A la inmensa cantidad de personas que son desplazadas por la violencia armada, se suman aquellas que viven las severas consecuencias del cambio climático y varios de sus efectos: incendios forestales, inundaciones, sequías, pérdida de superficie de playas, desertización del suelo, que impiden el despliegue de prácticas de supervivencia como la producción de autoconsumo.

Como nunca, la presencia de un Estado legítimo y creíble es urgente; pero ello no se va a lograr con la mera presencia del Ejército en las calles. Se conseguirá en la medida en que se democratice a todo el entramado del gobierno, en todos sus órdenes y niveles, y que, de hecho, se asuma el reto de reconstruir una arquitectura institucional legítima, capaz de garantizar los derechos humanos de las personas y de las comunidades.
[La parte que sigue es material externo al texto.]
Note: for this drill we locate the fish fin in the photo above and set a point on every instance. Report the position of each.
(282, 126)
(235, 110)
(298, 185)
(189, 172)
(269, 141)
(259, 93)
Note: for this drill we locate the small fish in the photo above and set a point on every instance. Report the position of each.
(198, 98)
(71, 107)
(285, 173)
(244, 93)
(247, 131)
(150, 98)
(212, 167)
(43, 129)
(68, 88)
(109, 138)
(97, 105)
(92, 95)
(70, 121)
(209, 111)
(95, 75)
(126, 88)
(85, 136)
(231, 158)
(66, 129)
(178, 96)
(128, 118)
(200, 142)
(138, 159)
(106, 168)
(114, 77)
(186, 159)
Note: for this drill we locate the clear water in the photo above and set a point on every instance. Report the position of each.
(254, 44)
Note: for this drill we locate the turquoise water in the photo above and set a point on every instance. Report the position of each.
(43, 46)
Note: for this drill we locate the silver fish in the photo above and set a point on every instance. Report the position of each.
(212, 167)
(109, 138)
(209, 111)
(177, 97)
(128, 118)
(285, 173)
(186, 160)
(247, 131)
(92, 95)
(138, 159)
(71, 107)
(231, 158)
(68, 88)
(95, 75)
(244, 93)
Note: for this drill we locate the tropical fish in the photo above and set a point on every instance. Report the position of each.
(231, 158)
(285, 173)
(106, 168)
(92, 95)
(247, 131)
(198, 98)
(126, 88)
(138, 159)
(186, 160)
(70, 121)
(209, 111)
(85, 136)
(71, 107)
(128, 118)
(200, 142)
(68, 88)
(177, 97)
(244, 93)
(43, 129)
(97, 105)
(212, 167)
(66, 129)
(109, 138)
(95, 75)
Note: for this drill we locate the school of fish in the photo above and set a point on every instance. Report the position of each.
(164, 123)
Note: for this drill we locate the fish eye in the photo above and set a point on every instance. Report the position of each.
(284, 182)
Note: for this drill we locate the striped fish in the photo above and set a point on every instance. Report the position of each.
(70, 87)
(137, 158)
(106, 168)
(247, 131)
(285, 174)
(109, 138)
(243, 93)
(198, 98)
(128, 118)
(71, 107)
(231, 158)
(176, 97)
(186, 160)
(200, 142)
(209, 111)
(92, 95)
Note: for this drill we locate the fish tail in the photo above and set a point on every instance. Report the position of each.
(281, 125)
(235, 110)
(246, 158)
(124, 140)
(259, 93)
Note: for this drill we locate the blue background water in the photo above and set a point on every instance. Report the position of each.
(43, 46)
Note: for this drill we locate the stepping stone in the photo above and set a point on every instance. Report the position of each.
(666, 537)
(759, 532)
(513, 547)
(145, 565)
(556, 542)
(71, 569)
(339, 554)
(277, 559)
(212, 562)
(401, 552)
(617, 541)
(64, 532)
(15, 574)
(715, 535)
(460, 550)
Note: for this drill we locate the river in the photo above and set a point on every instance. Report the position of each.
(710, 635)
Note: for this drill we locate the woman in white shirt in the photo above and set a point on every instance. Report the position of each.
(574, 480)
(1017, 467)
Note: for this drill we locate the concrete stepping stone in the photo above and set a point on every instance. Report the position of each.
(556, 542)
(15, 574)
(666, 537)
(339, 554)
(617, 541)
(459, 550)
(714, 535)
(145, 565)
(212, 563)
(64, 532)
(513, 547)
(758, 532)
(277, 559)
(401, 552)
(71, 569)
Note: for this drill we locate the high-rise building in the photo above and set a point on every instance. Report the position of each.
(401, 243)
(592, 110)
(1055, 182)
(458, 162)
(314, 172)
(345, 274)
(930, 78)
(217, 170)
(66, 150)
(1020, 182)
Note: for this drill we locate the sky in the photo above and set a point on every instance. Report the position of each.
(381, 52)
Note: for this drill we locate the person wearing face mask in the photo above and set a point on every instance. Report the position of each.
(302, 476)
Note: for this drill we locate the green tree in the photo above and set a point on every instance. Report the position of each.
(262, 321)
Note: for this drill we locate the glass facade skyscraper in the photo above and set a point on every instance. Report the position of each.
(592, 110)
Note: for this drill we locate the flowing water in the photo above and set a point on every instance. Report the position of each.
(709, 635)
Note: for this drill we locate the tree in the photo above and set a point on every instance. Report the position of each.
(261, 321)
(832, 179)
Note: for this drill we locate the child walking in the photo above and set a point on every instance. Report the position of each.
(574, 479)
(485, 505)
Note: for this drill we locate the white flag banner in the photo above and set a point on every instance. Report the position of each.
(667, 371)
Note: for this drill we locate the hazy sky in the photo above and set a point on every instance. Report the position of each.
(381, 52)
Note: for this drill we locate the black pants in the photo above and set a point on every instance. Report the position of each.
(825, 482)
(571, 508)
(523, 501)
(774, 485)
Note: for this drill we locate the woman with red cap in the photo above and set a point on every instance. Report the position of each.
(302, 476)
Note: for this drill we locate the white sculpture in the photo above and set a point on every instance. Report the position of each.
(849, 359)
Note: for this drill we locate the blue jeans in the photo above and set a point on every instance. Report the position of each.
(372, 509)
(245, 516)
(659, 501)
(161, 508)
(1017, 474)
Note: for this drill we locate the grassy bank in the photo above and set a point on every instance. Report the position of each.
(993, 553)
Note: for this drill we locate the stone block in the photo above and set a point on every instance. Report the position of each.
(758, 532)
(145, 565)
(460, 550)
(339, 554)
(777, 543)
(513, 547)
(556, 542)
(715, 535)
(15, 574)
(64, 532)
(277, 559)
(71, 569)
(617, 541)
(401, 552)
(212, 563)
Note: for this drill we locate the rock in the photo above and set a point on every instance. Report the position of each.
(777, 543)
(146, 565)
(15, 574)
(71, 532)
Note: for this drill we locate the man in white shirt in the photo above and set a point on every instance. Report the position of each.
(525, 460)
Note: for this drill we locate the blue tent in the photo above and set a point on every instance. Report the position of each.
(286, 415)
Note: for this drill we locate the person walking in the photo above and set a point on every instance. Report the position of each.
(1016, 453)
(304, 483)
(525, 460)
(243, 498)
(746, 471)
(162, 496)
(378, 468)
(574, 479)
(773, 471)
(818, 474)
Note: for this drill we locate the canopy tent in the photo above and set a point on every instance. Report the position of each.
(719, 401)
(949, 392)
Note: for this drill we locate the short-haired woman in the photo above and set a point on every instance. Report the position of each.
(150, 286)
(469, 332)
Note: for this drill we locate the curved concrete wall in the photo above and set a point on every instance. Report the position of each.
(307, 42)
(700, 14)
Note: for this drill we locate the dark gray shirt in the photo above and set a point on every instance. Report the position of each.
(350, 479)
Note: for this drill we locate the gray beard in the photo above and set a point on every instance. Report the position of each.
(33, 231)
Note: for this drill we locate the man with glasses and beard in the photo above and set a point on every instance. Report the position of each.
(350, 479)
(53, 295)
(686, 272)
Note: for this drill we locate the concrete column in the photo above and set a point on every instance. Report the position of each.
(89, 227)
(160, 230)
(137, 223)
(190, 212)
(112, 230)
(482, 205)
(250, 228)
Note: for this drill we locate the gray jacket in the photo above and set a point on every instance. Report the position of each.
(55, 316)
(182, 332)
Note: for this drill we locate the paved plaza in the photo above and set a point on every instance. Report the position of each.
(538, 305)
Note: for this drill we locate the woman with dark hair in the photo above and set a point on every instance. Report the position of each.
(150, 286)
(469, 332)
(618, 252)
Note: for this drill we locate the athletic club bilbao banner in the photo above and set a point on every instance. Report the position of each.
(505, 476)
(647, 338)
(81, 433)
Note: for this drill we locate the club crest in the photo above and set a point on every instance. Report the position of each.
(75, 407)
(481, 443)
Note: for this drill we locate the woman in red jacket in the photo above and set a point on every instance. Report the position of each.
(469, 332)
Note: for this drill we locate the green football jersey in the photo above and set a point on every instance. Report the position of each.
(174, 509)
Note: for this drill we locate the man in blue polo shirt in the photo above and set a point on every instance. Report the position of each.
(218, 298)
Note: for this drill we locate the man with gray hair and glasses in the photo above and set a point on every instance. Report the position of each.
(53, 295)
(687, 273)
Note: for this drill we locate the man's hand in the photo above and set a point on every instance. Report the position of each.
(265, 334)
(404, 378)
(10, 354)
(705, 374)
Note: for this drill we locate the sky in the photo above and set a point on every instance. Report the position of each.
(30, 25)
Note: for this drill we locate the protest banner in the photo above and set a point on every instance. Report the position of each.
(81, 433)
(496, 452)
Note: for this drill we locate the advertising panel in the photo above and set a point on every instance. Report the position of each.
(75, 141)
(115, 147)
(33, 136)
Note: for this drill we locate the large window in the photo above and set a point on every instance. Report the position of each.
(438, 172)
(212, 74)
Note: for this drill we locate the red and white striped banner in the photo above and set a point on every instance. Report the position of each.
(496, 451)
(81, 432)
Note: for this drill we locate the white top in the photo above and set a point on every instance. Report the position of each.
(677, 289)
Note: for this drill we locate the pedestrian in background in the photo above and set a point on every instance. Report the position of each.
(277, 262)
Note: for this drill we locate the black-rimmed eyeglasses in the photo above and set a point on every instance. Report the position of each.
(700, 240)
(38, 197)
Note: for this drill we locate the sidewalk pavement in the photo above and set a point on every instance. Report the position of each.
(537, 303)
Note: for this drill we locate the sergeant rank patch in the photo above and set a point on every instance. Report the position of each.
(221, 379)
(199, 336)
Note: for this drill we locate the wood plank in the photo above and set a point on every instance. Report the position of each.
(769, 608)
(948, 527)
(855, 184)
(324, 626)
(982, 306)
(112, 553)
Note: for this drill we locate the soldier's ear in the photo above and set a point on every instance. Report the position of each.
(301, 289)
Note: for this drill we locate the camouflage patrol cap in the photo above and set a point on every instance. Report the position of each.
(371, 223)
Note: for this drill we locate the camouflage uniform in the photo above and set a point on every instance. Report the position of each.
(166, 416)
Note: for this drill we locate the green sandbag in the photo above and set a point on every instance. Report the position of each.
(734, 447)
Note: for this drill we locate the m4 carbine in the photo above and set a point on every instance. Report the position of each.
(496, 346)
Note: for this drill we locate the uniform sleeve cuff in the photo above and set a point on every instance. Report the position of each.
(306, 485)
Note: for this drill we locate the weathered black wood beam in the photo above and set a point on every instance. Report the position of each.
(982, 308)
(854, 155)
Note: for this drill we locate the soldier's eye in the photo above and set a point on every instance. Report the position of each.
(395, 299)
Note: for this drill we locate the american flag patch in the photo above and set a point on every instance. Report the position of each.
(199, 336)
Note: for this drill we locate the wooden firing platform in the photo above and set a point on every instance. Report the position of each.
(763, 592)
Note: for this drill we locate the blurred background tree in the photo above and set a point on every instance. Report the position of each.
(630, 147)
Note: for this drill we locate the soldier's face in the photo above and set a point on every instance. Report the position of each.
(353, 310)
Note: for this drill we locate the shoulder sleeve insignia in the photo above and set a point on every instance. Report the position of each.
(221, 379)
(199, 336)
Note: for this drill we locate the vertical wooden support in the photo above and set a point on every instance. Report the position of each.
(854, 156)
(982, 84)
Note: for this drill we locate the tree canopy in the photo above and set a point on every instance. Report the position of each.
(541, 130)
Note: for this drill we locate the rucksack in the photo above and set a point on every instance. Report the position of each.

No debe olvidarse que la mayoría de las personas y familias desplazadas son indígenas; y que a ello subyace el racismo, la discriminación y la exclusión ancestral de que han sido víctimas; por lo que igualmente, el tema debe enmarcarse, simultáneamente, en la lógica de la relación del Estado mexicano con los pueblos y comunidades indígenas la cual no ha logrado transitar hacia una nueva realidad.

Estamos ante uno de los retos más complejos para el Estado social de Derecho; y por ello debe atenderse, no sólo con urgencia, sino con el sentido de prioridad que tiene, pues en ello se juega nada menos que la legitimidad de su presencia y pervivencia.